Considering the outsourcing threat
Assume there is a company which has 10,000 employees across the globe. To manage these number of employees the company will build an Information systems services. The basic functionality of Information systems is doing the asset management, IT Infra management, Desktop management, Server management etc..
Now to manage the set of above functions most of the time that company will rely on outsourcing solutions. An outsourcing company will maintain the employees who are ready to deploy in the giant companies. Here comes the problem. Consider I am the guy paid <10k per month in an outsourcing company, Should we think that the outsourcing company had verified my identity? No for most of the times. So what if I joined in that outsourcing company just to hack the giant company? Though I am the person from small outsourcing company I would have access to the Network & Infrastructure more than the employees of the giant company.

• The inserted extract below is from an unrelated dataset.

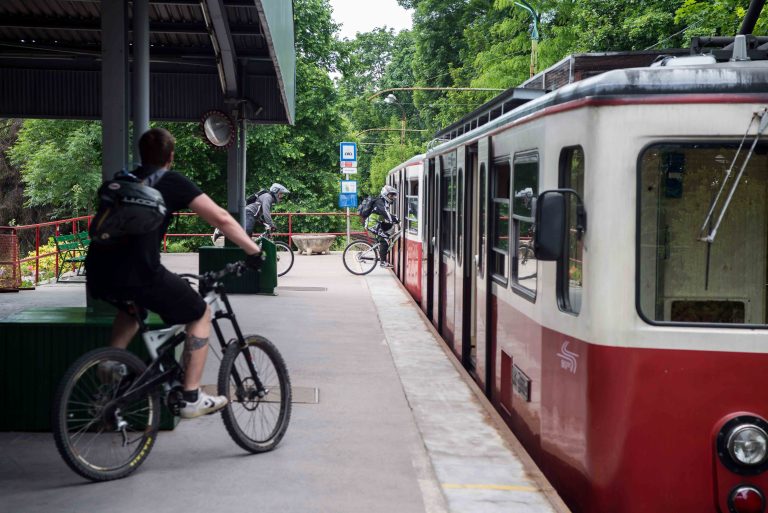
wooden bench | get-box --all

This is insane, because I am not the verified employee of the giant company but still I have the access to their admin services. The giant company may not verify me or else verifies with outsourcing company identity. Outsourcing company may or may not do my background verification because they pay very less salary and recruit who ever joins.
We should not assume that this would never happens because I have personally seen things like this in my experience. OK let's have a simple question, how many giant companies are having desktop support engineer as an on-role employees? May be 10% or so. We should also concentrate these aspects to keep our organisation secure from external business threats.